Verdammt! Ansari hätte nicht so schnell zurückkommen sollen. Belknap sah sich hilflos in dem marokkanisch gefliesten Raum um. Außer einem Schrank mit Lamellentür, der in der Ecke neben dem Schreibtisch stand, gab es hier eigentlich kein Versteck. Keineswegs ideal. Belknap trat rückwärts hinein, ging in die Hocke und zog die Tür wieder zu. In dem Schrank, vor dessen Rückwand ein Regal mit summenden Routern stand, war es unangenehm warm. Er zählte die Sekunden. Der Bewegungsmelder im Miniaturformat, den er auf dem Flur installiert hatte, konnte auf eine Kakerlake oder eine Maus angesprochen haben. Bestimmt war dies ein Fehlalarm.
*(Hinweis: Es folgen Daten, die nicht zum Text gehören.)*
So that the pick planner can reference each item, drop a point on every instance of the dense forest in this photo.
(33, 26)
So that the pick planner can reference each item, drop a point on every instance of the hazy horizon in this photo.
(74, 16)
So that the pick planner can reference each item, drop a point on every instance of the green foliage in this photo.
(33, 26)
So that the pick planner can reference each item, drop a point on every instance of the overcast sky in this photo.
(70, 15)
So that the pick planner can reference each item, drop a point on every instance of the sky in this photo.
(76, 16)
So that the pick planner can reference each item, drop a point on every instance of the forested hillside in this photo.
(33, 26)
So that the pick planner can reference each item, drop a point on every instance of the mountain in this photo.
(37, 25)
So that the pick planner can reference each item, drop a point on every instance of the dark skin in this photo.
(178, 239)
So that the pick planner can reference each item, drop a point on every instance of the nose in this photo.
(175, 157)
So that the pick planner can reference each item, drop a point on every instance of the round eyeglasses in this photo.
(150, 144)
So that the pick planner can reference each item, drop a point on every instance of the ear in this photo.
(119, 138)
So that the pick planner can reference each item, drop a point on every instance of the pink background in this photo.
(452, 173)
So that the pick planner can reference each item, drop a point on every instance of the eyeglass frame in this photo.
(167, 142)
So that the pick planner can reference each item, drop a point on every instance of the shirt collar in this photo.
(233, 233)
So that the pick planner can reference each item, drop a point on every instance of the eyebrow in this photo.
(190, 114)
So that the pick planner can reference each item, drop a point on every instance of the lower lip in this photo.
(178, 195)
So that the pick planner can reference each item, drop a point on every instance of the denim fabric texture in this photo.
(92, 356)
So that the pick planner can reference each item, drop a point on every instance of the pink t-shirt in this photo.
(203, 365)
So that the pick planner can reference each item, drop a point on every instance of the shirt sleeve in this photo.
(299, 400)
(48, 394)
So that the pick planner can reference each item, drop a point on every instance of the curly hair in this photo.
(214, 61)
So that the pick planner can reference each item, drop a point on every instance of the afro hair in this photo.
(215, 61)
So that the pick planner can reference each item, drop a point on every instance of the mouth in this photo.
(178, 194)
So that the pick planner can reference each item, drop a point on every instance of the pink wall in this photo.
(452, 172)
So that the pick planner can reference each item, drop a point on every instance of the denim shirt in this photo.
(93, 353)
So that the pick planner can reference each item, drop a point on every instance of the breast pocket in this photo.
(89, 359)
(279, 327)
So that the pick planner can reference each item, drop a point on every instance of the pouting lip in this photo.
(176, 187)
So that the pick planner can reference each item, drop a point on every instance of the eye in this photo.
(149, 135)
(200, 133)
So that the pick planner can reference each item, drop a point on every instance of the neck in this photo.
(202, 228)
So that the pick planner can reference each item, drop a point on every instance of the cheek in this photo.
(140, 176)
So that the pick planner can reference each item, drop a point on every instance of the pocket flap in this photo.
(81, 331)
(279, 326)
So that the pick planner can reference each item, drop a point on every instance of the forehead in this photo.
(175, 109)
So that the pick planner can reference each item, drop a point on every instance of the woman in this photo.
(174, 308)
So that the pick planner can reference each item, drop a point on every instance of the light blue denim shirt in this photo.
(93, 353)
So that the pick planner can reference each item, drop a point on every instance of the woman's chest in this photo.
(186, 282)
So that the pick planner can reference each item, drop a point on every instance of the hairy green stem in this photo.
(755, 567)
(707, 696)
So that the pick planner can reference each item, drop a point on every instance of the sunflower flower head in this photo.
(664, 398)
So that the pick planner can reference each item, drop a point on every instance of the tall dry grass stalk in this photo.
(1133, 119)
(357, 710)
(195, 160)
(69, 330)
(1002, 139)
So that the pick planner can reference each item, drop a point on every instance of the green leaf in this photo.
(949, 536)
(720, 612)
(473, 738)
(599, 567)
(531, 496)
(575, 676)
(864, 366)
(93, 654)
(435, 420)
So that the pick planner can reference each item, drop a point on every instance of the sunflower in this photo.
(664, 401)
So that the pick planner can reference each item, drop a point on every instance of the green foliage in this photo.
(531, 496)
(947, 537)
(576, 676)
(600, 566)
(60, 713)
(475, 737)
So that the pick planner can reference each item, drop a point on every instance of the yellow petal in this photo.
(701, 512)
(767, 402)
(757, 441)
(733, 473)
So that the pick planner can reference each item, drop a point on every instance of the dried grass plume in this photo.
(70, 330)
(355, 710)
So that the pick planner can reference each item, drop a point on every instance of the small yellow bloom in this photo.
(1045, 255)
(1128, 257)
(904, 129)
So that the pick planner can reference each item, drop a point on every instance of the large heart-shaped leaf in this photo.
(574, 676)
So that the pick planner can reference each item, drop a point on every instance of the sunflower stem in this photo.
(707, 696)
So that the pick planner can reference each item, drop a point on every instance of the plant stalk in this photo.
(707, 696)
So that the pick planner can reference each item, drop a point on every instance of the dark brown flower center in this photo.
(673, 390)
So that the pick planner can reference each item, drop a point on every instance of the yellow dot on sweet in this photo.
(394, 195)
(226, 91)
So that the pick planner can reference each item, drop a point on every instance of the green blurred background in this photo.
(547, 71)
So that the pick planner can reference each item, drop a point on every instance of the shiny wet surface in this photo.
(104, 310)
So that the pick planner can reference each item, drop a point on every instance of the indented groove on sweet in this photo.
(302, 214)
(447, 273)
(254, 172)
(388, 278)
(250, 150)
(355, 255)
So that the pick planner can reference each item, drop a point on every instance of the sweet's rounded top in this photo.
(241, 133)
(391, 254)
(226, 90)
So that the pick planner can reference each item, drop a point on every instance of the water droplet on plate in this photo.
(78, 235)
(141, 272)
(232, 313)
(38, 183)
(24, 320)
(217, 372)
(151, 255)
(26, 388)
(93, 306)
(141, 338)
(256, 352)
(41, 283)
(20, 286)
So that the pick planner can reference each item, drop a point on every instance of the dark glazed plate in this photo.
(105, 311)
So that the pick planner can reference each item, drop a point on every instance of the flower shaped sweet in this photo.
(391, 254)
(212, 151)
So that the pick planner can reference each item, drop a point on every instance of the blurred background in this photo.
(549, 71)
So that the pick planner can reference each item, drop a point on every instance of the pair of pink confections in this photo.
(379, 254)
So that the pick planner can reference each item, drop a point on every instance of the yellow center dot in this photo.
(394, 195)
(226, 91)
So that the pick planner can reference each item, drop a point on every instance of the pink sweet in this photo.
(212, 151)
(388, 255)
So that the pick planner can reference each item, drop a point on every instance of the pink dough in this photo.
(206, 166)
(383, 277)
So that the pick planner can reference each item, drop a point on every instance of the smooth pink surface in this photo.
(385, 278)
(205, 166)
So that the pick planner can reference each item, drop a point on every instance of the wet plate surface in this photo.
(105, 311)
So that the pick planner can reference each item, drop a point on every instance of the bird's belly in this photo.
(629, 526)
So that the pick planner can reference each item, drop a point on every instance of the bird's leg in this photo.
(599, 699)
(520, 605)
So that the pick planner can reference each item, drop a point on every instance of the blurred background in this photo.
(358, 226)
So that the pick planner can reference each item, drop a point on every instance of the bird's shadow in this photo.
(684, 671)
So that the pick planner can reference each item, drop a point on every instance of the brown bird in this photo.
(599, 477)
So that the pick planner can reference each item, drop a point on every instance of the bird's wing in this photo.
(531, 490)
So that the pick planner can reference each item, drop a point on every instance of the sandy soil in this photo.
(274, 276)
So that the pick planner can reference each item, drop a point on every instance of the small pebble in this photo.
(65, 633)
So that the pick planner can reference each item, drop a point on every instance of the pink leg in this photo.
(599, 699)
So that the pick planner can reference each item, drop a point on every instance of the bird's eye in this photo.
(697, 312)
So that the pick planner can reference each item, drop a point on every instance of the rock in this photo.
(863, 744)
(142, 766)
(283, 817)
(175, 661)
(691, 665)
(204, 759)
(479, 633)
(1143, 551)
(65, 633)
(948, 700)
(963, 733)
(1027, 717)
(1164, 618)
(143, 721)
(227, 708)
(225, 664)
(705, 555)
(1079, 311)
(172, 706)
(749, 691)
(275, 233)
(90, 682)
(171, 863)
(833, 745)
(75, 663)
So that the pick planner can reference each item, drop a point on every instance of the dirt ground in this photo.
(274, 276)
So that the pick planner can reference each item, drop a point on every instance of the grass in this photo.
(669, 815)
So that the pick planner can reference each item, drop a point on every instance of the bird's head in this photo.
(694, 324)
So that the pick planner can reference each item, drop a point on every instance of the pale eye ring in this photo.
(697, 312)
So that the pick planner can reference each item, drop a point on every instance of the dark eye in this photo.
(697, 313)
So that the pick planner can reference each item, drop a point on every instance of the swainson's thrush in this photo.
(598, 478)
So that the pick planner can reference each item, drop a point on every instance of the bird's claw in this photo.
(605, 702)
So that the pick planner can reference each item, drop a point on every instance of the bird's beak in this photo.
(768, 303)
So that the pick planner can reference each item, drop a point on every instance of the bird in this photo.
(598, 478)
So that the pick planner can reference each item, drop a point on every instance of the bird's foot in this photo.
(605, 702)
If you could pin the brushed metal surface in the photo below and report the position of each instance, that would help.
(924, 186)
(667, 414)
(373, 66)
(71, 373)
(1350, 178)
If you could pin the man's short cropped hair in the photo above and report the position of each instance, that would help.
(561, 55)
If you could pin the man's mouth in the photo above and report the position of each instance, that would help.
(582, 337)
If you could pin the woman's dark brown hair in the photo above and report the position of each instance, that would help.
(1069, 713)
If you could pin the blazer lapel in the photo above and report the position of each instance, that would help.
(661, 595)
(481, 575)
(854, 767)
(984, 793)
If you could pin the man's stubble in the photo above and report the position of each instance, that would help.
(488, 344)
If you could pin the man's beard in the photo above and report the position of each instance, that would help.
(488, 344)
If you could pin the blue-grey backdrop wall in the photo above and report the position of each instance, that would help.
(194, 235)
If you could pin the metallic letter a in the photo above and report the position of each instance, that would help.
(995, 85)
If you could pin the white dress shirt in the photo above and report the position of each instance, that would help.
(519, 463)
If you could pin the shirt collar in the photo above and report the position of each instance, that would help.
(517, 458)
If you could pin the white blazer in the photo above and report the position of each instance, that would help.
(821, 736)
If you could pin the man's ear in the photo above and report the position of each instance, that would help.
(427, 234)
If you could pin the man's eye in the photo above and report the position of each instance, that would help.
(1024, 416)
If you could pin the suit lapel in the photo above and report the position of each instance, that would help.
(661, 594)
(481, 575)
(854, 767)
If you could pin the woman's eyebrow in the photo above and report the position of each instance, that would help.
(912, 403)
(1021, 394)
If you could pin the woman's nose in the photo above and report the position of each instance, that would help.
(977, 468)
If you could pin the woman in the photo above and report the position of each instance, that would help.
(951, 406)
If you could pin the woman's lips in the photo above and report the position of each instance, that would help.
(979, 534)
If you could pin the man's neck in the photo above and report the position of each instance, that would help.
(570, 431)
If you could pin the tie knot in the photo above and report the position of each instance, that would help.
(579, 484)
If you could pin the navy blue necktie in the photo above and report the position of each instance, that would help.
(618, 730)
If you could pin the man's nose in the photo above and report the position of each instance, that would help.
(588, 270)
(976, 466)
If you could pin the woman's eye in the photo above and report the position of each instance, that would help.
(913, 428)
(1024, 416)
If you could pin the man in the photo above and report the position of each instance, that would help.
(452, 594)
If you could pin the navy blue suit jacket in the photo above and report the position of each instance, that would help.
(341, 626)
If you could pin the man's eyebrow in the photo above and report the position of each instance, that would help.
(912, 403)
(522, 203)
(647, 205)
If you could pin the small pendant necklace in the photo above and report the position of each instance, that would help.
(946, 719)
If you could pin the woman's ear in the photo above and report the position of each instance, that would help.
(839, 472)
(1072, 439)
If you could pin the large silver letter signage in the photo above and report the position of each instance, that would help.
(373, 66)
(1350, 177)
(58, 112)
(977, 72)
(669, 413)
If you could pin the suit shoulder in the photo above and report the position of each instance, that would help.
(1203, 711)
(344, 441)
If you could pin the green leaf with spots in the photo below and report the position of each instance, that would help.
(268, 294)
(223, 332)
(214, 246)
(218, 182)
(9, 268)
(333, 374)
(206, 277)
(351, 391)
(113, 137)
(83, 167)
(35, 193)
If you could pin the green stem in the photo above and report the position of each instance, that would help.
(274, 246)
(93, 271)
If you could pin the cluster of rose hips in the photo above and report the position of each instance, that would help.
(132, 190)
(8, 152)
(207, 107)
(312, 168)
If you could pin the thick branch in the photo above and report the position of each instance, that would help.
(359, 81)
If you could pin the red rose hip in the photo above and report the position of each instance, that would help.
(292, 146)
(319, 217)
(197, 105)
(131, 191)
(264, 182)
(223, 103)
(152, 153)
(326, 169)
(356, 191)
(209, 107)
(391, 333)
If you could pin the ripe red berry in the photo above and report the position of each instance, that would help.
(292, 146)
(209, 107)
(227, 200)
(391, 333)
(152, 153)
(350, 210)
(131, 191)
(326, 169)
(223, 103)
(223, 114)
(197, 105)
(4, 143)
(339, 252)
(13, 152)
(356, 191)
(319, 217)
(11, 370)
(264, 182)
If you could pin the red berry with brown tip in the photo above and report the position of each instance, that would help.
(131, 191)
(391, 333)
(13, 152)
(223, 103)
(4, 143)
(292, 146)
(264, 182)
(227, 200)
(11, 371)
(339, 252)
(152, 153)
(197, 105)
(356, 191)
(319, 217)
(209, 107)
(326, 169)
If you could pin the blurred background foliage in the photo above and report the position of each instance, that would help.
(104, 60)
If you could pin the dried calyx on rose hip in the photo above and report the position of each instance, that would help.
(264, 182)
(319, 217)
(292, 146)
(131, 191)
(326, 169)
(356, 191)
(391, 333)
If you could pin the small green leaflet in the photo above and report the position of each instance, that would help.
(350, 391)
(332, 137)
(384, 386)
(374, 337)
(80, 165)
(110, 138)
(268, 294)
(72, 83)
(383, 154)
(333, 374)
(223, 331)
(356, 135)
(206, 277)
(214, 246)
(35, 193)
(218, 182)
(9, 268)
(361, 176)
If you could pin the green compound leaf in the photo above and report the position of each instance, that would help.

War es nicht. Jemand betrat das Zimmer. Belknap spähte durch die Lamellen, bis er die Gestalt erkennen konnte. Chalil Ansari: ein Mann, der überall zum Rundlichen neigte. Ein aus Ovalen bestehender Körper, wie im Zeichenunterricht zu Übungszwecken skizziert. Sogar sein kurz geschnittener Vollbart war an den Rändern abgerundet. Seine Lippen, seine Ohren, sein Kinn, seine Wagen waren voll, weich, rund, ausgepolstert. Er trug einen Kaftan aus weißer Seide, das sah Belknap jetzt, der seinen massiven Körper locker umgab. Der Mann trat mit geistesabwesender Miene auf seinen Schreibtisch zu. Nur der Blick des Jemeniten war scharf, suchte den Raum ab wie das wirbelnde Schwert eines Samurais. War Belknap gesehen worden? Er hatte darauf gezählt, in der Dunkelheit des Schranks unentdeckt zu bleiben. Er hatte auf viele weitere Dinge gezählt. Noch eine Fehlkalkulation, dann würde er ausgezählt werden.

Der Jemenit parkte sein Lebendgewicht in dem Ledersessel am Schreibtisch, ließ seine Fingerknöchel knacken und tippte etwas nicht sehr Langes – ohne Zweifel ein Passwort. Belknap hockte weiter unbequem in dem Schrank, der nur eine Wandnische ausfüllte. Seine Knie begannen zu protestieren. Er war jetzt Mitte vierzig, hatte die Geschmeidigkeit seiner Jugend verloren. Aber er durfte sich keine Bewegung erlauben; das Knacken seiner Kniegelenke hätte ihn sofort verraten. Wäre er nur ein paar Minuten früher – oder Ansari ein paar Minuten später – gekommen! Dann wäre der Tastaturlogger installiert gewesen und hätte elektronisch die von den angeschlagenen Tasten erzeugten Impulse aufgezeichnet. Vorerst hatte er nichts Wichtigeres zu tun, als einfach nur zu überleben, das Debakel zu ertragen. Für Einsatzanalysen und -berichte war später noch genügend Zeit.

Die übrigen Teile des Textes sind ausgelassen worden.